I cut school in 8th grade to go to Earth Day. I asked the School Authorities if I could be excused to go to Earth Day, but they said No. So I cut school and went. It was the first time I ever cut school.
This was in Philly and Philly had one of the biggest Earth Day gatherings. I remember there were a whole lot of people and I was near the back. Ralph Nader spoke among many others. I know I got a program because I still have it. No thanks to me; my Mom put it in a plastic bag and kept it.
This was 1970 and there was a LOT of energy among the kids I hung out with. Not just the kids I hung out with, but kids everywhere. It was probably the peak year of all the mixing up that went on in the 60s and 70s. There were antiwar riots all across the country. Kent State happened. Richard Nixon was insisting on Peace With Honor in Vietnam and sent troops into Cambodia, and there were more riots. Nixon unleashed Spiro Agnew to stir up the “Silent Majority” against the kids in the streets. But the kids in the streets were the children of the Silent Majority, so what he stirred up was fear and distrust across dinner tables. But somehow at the same time Richard Nixon was creating EPA and signing giant pieces of environmental legislation: Clean Air, Clean Water, Endangered Species.

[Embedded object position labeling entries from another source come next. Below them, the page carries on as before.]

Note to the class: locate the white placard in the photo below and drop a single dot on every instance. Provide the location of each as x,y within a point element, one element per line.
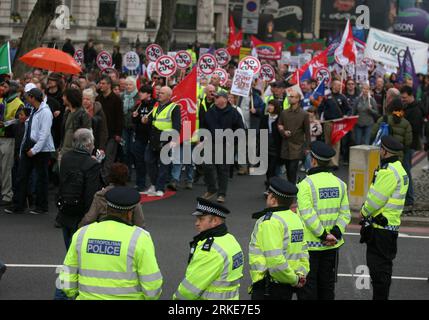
<point>131,61</point>
<point>242,82</point>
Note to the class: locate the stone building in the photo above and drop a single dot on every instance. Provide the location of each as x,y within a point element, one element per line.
<point>202,20</point>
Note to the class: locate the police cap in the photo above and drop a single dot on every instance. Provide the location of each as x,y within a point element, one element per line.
<point>206,207</point>
<point>282,188</point>
<point>278,84</point>
<point>122,198</point>
<point>321,151</point>
<point>391,144</point>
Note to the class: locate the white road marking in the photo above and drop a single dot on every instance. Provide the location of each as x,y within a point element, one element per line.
<point>367,276</point>
<point>33,266</point>
<point>401,235</point>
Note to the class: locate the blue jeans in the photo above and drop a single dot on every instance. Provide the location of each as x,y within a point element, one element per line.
<point>159,173</point>
<point>177,168</point>
<point>363,135</point>
<point>139,149</point>
<point>408,158</point>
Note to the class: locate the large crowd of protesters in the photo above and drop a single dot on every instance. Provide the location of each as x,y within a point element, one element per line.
<point>102,126</point>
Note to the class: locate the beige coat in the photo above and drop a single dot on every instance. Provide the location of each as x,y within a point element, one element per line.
<point>98,210</point>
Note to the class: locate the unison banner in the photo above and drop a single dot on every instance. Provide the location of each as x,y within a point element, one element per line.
<point>385,47</point>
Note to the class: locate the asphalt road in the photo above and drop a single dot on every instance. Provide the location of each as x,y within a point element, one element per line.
<point>26,241</point>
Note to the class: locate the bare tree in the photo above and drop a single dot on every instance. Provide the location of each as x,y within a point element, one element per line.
<point>165,30</point>
<point>41,17</point>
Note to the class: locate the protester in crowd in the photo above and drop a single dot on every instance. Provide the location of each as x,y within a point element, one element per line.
<point>415,113</point>
<point>316,131</point>
<point>379,94</point>
<point>117,58</point>
<point>142,130</point>
<point>98,210</point>
<point>75,118</point>
<point>165,117</point>
<point>68,47</point>
<point>334,107</point>
<point>80,179</point>
<point>113,110</point>
<point>10,103</point>
<point>98,119</point>
<point>294,128</point>
<point>220,117</point>
<point>35,154</point>
<point>89,54</point>
<point>366,108</point>
<point>270,122</point>
<point>399,127</point>
<point>129,98</point>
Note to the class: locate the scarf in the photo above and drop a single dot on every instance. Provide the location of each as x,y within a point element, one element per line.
<point>129,101</point>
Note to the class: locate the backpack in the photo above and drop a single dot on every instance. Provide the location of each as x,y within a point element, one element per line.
<point>384,130</point>
<point>70,202</point>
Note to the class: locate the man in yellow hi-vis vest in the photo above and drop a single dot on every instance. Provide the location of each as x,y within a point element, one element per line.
<point>278,254</point>
<point>382,216</point>
<point>112,259</point>
<point>165,117</point>
<point>324,208</point>
<point>216,259</point>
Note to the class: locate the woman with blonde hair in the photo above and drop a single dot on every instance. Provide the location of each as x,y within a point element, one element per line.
<point>98,119</point>
<point>130,99</point>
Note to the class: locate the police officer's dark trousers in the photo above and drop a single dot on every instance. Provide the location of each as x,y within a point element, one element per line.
<point>380,253</point>
<point>272,291</point>
<point>322,276</point>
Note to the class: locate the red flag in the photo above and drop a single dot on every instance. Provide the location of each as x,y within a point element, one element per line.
<point>267,50</point>
<point>235,43</point>
<point>346,53</point>
<point>231,29</point>
<point>185,95</point>
<point>341,128</point>
<point>310,68</point>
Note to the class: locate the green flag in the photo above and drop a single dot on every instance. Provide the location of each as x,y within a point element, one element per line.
<point>5,66</point>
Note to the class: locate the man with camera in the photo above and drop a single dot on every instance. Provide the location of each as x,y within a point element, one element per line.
<point>382,216</point>
<point>35,153</point>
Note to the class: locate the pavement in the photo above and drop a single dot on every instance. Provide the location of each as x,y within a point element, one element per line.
<point>32,247</point>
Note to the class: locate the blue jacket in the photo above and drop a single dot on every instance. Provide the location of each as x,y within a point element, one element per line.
<point>41,130</point>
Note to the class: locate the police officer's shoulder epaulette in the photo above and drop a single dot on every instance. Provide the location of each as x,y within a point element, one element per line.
<point>208,244</point>
<point>268,216</point>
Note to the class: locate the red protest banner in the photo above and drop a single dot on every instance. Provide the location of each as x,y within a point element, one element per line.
<point>341,127</point>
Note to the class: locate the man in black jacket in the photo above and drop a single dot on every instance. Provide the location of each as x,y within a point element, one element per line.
<point>414,113</point>
<point>333,108</point>
<point>222,117</point>
<point>80,179</point>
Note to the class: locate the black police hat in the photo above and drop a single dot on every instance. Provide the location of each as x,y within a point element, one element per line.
<point>122,198</point>
<point>391,144</point>
<point>321,151</point>
<point>206,207</point>
<point>282,188</point>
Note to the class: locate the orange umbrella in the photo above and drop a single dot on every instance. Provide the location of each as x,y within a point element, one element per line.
<point>51,59</point>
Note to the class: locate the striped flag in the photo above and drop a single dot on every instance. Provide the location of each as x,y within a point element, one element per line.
<point>5,65</point>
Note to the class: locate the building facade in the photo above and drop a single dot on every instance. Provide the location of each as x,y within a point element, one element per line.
<point>203,20</point>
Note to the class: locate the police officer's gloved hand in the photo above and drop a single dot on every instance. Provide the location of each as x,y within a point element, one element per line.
<point>336,232</point>
<point>381,220</point>
<point>323,236</point>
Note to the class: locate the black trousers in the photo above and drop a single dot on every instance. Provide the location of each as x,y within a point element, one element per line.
<point>380,253</point>
<point>273,291</point>
<point>39,163</point>
<point>322,276</point>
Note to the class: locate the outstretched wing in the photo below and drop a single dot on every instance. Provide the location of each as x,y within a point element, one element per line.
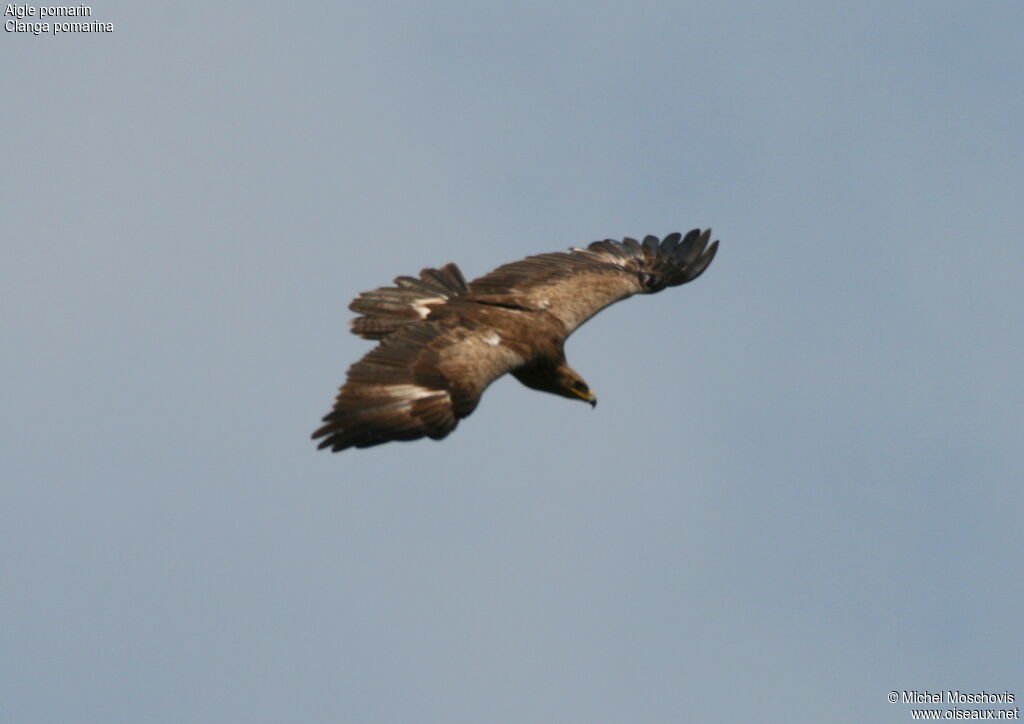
<point>418,382</point>
<point>576,286</point>
<point>385,309</point>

There was a lot of ferment. The thing about us kids of the 60s and 70s was that we were different, and we were going to make things different. And we have. We’re in charge now. We’re in our fifties and sixties. We are the people with power, the bosses, the people running the government and big companies. We have made things different.
We have made them worse.
We are squeezing out of existence America’s greatest achievement, a society built on a large and secure middle class. We are implementing policies that make the richest among us even richer, while the middle class shrinks and slides backwards.

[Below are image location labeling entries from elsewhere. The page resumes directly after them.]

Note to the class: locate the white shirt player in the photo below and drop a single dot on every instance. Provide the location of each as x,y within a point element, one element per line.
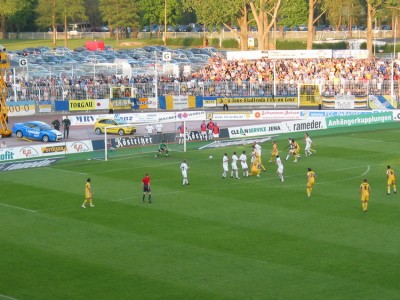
<point>234,161</point>
<point>307,149</point>
<point>243,161</point>
<point>234,171</point>
<point>149,129</point>
<point>279,171</point>
<point>258,148</point>
<point>225,166</point>
<point>184,167</point>
<point>159,127</point>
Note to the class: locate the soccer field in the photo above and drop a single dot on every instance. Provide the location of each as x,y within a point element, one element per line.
<point>253,238</point>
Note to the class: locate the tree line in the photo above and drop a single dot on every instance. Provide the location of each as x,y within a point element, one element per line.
<point>26,15</point>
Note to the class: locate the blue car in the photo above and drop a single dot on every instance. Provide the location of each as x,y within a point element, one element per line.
<point>37,130</point>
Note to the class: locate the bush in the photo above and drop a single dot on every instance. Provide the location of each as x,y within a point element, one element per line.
<point>290,45</point>
<point>334,46</point>
<point>214,42</point>
<point>186,42</point>
<point>230,43</point>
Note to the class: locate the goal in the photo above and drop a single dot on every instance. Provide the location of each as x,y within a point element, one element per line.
<point>146,138</point>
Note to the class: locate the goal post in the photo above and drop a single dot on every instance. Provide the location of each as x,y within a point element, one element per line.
<point>146,139</point>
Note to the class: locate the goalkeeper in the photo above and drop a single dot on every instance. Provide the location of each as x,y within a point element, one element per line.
<point>162,148</point>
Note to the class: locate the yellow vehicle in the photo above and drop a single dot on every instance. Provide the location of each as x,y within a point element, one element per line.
<point>4,65</point>
<point>119,126</point>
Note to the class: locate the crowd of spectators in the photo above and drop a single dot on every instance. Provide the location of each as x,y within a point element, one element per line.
<point>231,77</point>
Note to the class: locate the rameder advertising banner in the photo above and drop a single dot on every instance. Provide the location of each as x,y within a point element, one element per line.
<point>365,119</point>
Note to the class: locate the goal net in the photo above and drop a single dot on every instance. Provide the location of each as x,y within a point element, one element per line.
<point>145,139</point>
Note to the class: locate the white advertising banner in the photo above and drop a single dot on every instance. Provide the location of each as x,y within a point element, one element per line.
<point>344,104</point>
<point>234,115</point>
<point>277,114</point>
<point>304,125</point>
<point>102,103</point>
<point>181,102</point>
<point>255,130</point>
<point>40,150</point>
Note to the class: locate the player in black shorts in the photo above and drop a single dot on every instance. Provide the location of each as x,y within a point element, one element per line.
<point>146,187</point>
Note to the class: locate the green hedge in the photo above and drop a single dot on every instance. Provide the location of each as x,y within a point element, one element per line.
<point>186,42</point>
<point>290,45</point>
<point>230,43</point>
<point>334,46</point>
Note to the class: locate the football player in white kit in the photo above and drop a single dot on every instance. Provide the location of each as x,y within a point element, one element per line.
<point>307,150</point>
<point>234,171</point>
<point>243,162</point>
<point>184,168</point>
<point>279,171</point>
<point>225,166</point>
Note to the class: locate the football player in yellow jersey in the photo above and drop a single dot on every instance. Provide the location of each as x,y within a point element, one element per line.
<point>365,190</point>
<point>391,176</point>
<point>256,166</point>
<point>274,152</point>
<point>88,194</point>
<point>296,150</point>
<point>310,181</point>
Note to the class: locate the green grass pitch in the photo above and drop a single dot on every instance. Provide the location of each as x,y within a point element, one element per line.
<point>253,238</point>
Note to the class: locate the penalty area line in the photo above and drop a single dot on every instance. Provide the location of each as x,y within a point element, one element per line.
<point>4,297</point>
<point>17,207</point>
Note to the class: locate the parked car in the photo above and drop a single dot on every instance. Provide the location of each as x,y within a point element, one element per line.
<point>120,128</point>
<point>37,130</point>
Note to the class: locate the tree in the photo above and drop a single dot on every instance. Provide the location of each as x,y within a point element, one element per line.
<point>207,13</point>
<point>119,14</point>
<point>71,10</point>
<point>313,6</point>
<point>392,8</point>
<point>293,12</point>
<point>372,7</point>
<point>8,9</point>
<point>265,13</point>
<point>341,12</point>
<point>52,12</point>
<point>22,19</point>
<point>48,16</point>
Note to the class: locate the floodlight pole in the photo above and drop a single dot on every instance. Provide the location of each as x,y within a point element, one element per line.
<point>184,134</point>
<point>393,59</point>
<point>105,144</point>
<point>156,77</point>
<point>15,87</point>
<point>165,23</point>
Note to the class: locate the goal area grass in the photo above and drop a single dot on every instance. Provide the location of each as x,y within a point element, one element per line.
<point>247,238</point>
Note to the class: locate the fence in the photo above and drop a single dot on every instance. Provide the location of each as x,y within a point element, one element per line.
<point>208,88</point>
<point>319,35</point>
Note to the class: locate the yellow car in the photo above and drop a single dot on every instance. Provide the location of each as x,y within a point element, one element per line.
<point>121,127</point>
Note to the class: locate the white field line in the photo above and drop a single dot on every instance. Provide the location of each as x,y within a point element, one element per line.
<point>4,297</point>
<point>234,184</point>
<point>17,207</point>
<point>67,171</point>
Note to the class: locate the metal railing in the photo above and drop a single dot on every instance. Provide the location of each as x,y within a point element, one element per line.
<point>18,92</point>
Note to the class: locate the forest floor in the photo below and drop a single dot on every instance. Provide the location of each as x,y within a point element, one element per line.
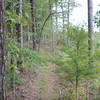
<point>44,84</point>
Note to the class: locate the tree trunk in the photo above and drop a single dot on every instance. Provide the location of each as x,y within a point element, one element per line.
<point>19,30</point>
<point>90,26</point>
<point>2,61</point>
<point>33,22</point>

We are spending trillions of dollars on “Defense” in ways that make Vietnam look cheap and smart in comparison. Lyndon Johnson and Richard Nixon could at least argue that Vietnam was part of a global power play. But Iraq? Afghanistan? Given the keys to the Pentagon, my generation is wasting trillions of dollars, making enemies around the world, and leaving the U.S poorer and less secure.
We are spending money and running up debt at a pace that staggers imagination. Government debt. Personal debt.
We are replacing a credo that greed is something to guard against with one that greed is good – the greediest are the most successful. We have systematically dismantled regulations that have kept personal and corporate greed in check. The winners are the greediest among us; the losers are everyone else.
We are condoning, often encouraging, often doing it ourselves, the destruction of rain forests, depletion of oil, exhaustion of resources, extinction of species. We are implementing policies that promote the consumption of Earth’s resources as if they are ours and no one else’s, now and forever, and will never run out.
We are denying that humans can have and are having an impact on the global environment and climate, even as the evidence presses in on us from all directions. We are dithering while the Earth is heating up.
In 1970, I and the kids I hung out with and the kids at Earth Day and the kids marching against Vietnam were pretty sure we knew who was the enemy. It wasn’t the Vietnamese. It was boring, greedy, self-absorbed, complacent middle-aged people who could justify any wrong, as long as it didn’t interfere with their comfort and self-indulgence. We were right. That was an enemy worth fighting.
What we didn’t know was who we’d become. Forty years on, the enemy is us.